CLLD – Cross-Linguistic Linked Data

Mapping Glottocodes to ISO 639-3

posted Friday, November 13, 2015 by Robert Forkel

A lot of data about languages marks the associated language either using its Glottocode (i.e. its identifier according to Glottolog) or its ISO 639-3 code. So often, when merging data from various sources, the issue of mapping between the two code systems comes up.

From the use case of merging data, a one-to-one correspondence would be ideal. Conceptionally, though, the mapping may be many-to-many, and in addition, a ISO 639-3 code may map to a Glottolog (sub)family or dialect, not necessarily a Glottolog language. So a table listing only the one-to-one correspondences may be deceptive.

But since such a table is clearly useful, if only to get done with the simple cases, here is a recipe to create such a mapping dynamically. We use the general information about languages in Glottolog in JSON format. This JSON object contains a member resources listing all Glottolog languages. The information about one language looks like

        {
            "id": "aari1239", 
            "identifiers": [
                {
                    "identifier": "aiw", 
                    "type": "iso639-3"
                }, 
                {
                    "identifier": "aar", 
                    "type": "WALS"
                }, 
                {
                    "identifier": "aiw", 
                    "type": "multitree"
                }
            ], 
            "latitude": 5.95034, 
            "longitude": 36.5721, 
            "name": "Aari"
        }

Simplifying such an object to

        {
            "glottocode": "aari1239", 
            "isocode": "aiw"
        }

is a typical task for the excellent jq tool. Turning JSON into csv can be done using csvkit’s in2csv command.

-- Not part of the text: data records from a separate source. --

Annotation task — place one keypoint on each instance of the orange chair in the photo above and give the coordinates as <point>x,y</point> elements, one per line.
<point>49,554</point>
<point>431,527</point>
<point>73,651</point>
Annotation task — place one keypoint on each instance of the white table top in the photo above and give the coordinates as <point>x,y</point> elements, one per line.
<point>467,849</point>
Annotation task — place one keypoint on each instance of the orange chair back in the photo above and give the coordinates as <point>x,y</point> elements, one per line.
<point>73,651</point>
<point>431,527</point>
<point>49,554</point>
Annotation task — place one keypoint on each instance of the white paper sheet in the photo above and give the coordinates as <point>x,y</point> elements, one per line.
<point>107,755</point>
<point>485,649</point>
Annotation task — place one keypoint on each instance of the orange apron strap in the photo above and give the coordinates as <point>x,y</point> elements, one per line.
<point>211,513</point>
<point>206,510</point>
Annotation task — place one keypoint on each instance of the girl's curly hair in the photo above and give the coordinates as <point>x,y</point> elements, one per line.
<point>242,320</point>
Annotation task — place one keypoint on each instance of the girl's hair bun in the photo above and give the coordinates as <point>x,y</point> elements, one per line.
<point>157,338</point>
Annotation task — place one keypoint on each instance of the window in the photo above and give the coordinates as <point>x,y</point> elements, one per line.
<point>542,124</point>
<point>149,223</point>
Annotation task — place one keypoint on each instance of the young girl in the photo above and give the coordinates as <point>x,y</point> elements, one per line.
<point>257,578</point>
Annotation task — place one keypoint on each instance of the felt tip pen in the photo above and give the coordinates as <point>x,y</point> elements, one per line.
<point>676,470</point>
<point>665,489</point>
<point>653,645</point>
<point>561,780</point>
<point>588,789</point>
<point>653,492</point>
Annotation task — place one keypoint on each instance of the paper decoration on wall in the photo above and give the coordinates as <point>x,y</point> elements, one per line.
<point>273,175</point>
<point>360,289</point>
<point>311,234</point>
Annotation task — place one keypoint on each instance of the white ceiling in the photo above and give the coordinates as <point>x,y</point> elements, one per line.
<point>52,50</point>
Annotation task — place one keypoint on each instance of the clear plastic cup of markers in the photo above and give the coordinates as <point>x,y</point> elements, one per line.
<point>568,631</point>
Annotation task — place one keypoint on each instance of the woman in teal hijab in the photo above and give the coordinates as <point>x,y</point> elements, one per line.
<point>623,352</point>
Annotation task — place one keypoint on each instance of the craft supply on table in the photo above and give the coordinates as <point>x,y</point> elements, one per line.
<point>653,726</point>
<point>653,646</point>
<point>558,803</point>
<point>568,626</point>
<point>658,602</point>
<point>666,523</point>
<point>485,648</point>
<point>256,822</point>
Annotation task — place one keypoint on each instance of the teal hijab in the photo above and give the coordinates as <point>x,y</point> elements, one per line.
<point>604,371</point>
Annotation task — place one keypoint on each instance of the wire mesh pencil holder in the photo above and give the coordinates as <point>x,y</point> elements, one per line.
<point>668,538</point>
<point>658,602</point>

So wrapping up, we can turn Glottolog’s information for languages into a csv file of the form

glottocode,isocode
aari1239,aiw
aari1240,aay
aari1244,aiz
...

with a single command line:

curl "http://glottolog.org/resourcemap.json?rsc=language"\
| jq '[.resources[] | {glottocode: .id, isocode: [.identifiers[]] | map(select(.type == "iso639-3"))[0].identifier}] | map(select(.isocode!=null))'\
| in2csv -f json > glottocode2iso.csv